3. Jury Instructions
The two primary activities attributed to Highland Street were possession of narcotics for sale and car theft. The court instructed the jury as to car theft but gave no instruction as to the narcotics crime. Defendant argues the court erred by failing to instruct sua sponte on the latter crime because, to determine Highland Street was a criminal street gang, the jury had to find had possession of narcotics for sale was one of the gang's primary activities.
Under section 186.22, subdivision (f) the prosecution need only prove one crime as a primary activity. Because the jury was instructed on car theft, even assuming the court should have also instructed as to drug crimes, failure to do so was harmless beyond a reasonable doubt. (People v. Sengpadychith, supra, 26 Cal.4th at p. 326.)
The judgment is affirmed.
FOURTH APPELLATE DISTRICTDIVISION THREE
Plaintiff and Respondent,
Defendant and Appellant.
(Super.Ct. No. 07CF4087)
ORDER MODIFYING OPINION
AND CERTIFYING OPINION FOR
PUBLICATION; NO CHANGE IN
It is ordered that the opinion filed herein on November 30, 2010, be modified as follows:
On page 10, first sentence of the second full paragraph, the word “a” is changed to “no” so the sentence reads:
While acknowledging those cases, defendant contends they do not deal with the due process issue and neither they nor any other case has dealt with facts comparable to those here, i.e., a gang member committing a crime with no connection to the gang.
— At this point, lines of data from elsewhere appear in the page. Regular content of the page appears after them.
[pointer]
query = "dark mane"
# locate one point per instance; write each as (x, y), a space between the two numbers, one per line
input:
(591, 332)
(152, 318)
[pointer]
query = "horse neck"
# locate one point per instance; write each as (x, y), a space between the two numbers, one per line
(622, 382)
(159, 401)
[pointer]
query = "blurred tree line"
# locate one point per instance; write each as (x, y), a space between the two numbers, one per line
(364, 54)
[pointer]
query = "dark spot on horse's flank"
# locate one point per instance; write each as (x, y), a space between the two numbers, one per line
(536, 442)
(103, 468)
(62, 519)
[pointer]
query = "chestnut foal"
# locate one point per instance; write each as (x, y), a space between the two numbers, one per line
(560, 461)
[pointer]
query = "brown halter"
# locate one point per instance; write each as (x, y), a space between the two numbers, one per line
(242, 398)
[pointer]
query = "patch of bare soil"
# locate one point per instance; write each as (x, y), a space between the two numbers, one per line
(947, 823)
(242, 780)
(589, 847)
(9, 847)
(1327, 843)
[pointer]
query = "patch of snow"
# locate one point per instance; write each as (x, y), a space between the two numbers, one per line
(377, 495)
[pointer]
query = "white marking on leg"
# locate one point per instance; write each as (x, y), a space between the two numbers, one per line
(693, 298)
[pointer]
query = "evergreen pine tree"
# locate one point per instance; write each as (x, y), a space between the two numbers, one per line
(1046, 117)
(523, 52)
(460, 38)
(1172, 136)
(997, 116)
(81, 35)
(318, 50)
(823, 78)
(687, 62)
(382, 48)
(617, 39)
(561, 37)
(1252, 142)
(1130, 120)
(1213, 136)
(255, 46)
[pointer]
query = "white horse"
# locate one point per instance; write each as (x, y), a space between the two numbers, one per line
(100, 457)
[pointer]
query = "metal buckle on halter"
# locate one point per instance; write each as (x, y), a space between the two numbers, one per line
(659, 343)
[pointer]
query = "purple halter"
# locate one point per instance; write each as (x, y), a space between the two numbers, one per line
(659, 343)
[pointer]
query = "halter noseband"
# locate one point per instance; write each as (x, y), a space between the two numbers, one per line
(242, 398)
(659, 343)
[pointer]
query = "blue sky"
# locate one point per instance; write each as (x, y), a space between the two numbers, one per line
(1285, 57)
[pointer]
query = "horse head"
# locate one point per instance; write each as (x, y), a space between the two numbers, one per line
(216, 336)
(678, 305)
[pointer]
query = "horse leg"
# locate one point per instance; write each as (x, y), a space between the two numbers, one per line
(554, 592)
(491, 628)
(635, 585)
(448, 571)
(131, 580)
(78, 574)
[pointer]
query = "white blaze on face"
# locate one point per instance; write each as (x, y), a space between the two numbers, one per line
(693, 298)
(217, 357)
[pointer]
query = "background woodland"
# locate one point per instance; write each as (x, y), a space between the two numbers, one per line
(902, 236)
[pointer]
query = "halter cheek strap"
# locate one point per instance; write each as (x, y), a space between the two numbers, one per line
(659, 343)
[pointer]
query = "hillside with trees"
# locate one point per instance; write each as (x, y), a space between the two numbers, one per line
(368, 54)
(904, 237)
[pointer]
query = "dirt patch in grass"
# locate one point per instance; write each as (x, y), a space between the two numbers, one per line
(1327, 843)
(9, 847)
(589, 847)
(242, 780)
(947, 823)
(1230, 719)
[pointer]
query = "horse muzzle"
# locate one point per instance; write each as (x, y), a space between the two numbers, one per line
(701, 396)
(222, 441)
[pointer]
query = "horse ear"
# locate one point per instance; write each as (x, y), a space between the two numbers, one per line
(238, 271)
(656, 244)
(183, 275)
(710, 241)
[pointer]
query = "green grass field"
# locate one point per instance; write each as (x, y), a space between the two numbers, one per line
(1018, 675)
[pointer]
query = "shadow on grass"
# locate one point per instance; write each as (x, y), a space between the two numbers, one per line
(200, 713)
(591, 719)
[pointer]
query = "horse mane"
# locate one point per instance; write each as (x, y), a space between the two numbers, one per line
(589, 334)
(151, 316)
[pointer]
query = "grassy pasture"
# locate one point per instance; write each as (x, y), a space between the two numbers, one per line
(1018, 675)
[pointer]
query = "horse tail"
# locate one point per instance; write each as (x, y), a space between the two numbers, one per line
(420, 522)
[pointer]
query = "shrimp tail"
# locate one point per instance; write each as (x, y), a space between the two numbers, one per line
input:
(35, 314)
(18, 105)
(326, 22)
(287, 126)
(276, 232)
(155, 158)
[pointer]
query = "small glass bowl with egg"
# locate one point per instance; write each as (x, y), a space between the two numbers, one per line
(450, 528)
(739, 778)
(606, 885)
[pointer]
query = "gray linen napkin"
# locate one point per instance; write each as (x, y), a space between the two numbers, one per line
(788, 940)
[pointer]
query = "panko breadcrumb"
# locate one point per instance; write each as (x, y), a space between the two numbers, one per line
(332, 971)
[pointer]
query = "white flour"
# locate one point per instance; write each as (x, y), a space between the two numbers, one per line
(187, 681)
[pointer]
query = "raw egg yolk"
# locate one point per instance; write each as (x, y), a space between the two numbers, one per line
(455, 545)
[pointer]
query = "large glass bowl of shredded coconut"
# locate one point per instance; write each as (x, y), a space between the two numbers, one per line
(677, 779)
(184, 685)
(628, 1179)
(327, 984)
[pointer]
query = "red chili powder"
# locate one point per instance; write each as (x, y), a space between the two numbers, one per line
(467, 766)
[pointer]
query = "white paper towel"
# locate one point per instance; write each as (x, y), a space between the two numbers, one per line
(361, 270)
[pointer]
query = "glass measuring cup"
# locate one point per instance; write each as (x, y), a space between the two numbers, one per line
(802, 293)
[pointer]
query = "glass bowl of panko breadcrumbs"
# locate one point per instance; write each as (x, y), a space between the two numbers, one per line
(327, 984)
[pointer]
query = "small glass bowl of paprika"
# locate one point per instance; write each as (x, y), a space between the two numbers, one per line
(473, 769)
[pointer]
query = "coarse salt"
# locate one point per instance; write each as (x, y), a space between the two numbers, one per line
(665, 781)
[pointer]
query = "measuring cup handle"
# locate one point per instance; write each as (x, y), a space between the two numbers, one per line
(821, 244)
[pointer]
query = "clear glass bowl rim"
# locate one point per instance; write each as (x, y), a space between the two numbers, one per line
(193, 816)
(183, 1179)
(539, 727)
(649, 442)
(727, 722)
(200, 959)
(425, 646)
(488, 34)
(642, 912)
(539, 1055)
On page 10, fifth sentence of the third full paragraph, the word “for” is changed to “or” so the sentence reads:
Rodriguez concluded from this language that section 186.22, subdivision (a) “requires perforce that there be more than one participant” and “that the perpetrator promote or further a ‘specific felony’ (as Castenada says) of other members of the gang.
On page 11, first sentence of the second full paragraph, the word “it” is changed to “in” so the sentence reads:
We are more persuaded by the dissent, which, engaging in its own construction of section 186.22, subdivision (a), read Ngoun and Salcido as having reached the right decision.
On page 14, last sentence of the first full paragraph, the word “had” is deleted so the sentence reads:
Defendant argues the court erred by failing to instruct sua sponte on the latter crime because, to determine Highland Street was a criminal street gang, the jury had to find possession of narcotics for sale was one of the gang's primary activities.
There is no change in the judgment.
Plaintiff and Respondent requested that our opinion filed November 30, 2010, be certified for publication. It appears that our opinion meets the standards set forth in California Rules of Court, rule 8.1105(c). The request is GRANTED. The opinion is ordered published in the Official Reports.
BEDSWORTH, J. FYBEL, J. RYLAARSDAM, ACTING P. J. BEDSWORTH, J. FYBEL, J.